When I started to use Twitter I honestly couldn't see the benefit in having another social network that I needed to check. Now I consider it to be a powerful tool for making connections and starting real longterm conversations and relationships.
I'm not an experienced blogger, and to be honest I couldn't see the benefit of that either. But when you combine Twitter with blogs and other resources their combined value begins to emerge out of a tweeting fog of hashtags and virtual noise.
I am...a HE lecturer, writer and composer of music. Also creator of a group called CollabHub, developed to help students connect and create work across disciplines. I have 3 twitter accounts! This isn't uncommon either.
- @lizdobsonuoh - my professional identity. I follow academics and education related tweeters
- @Eddienosbod - my personal account. I follow anything else that interests me
- @Collabhub - an account to help share information relating to collaboration and co-creativity.

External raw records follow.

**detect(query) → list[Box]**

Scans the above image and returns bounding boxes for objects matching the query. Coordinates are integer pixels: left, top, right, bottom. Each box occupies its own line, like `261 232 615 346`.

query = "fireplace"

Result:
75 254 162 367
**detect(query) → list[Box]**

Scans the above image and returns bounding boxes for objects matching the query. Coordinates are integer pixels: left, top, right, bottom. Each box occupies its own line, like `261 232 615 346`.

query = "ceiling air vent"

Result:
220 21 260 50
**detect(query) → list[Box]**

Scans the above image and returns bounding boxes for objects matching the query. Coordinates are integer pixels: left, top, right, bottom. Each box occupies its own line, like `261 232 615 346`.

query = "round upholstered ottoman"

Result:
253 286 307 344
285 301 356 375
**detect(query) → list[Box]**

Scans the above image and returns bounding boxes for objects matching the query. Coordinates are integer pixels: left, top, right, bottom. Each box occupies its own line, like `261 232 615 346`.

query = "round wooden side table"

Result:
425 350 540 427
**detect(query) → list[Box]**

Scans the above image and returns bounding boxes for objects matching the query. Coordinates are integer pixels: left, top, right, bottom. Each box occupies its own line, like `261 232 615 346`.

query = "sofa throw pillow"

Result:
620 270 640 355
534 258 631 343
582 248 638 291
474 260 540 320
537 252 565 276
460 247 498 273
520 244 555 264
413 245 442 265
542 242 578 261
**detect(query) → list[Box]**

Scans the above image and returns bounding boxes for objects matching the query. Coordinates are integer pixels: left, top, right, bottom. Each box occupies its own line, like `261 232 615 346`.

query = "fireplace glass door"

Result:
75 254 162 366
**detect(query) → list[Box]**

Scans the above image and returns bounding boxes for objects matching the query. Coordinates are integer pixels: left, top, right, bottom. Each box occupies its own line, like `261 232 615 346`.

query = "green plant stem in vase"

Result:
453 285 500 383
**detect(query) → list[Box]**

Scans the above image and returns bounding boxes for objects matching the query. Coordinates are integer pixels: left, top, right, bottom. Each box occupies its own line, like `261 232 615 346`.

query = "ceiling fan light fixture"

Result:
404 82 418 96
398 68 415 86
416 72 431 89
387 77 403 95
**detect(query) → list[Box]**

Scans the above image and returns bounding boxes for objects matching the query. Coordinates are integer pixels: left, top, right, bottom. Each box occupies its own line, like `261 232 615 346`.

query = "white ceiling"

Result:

Twitter opens real doors...A) when I was a PhD student I discovered #phdchat. This group was set up by Nasima Riazat and she schedules regular meetings for PhD students to come together and discuss a topic. Topics have ranged from discussion about methodologies, writing up software, viva preparation, phd/life balance. This also introduced me to Dr Inger Mewburn and her fantastic blog. SO in short the benefits of participating in a scheduled chat have been:
- introduced me to experts in my field and more knowledgeable others
- helped me to connect with people who can also benefit form my new experience
- linked me to some fascinating blogs
- helped me to contextualise my own work in a relevant community
B) it breaks down barriers of geography and status, making more people available. Here are some examples:
Several of my students have managed to start conversations with studio producers, film makers and other composers which have led to shared materials and then professional work. Linking in with blogs, soundclouds, vimeo etc. students can really show off their work to communities beyond their University. This is so much more relevant to creative industries than the CV isn't it? If getting work is all about who you know, Twitter helps you to know more people!
Also, only this week I spoke with @creativehuddle on the phone, and will be talking with a PhD student at The University of Cambridge on Monday to share thoughts on various topics.
I noticed something very interesting when trying to promote our local interdisciplinary collaboration hub. On the CollabHub weblog I can see the number of visits and how the site is used. When our local posters and flyers went out there was almost no change, but when I sent messages and news out on Twitter and Facebook people started to visit the site. It's seems pretty obvious to me that twitter has the power to connect our students, our scientists, artists and thinkers with people all over the world. I'm slow to catch on, so maybe I can be a bit of a springboard for others who are also just catching on to this now.
To help our distributed communities to connect, I'm going to run regular live chats on Twitter. Following the #phdchat example, there will be an opportunity to vote on topics for chat focus. My hope is that this will also help to foster more interdisciplinary collaboration.
140 characters obviously isn't enough so this is an excellent opportunity to share more using a blog. As my own work is focused on creativity, creative process and collaborative creativity I will be offering materials about these kinds of subjects on my blog.
Any impact on you?
I'm interested to know if there is any real interest and value in something like #collabchat. When we have had a few meetings I may seek bit of feedback on that.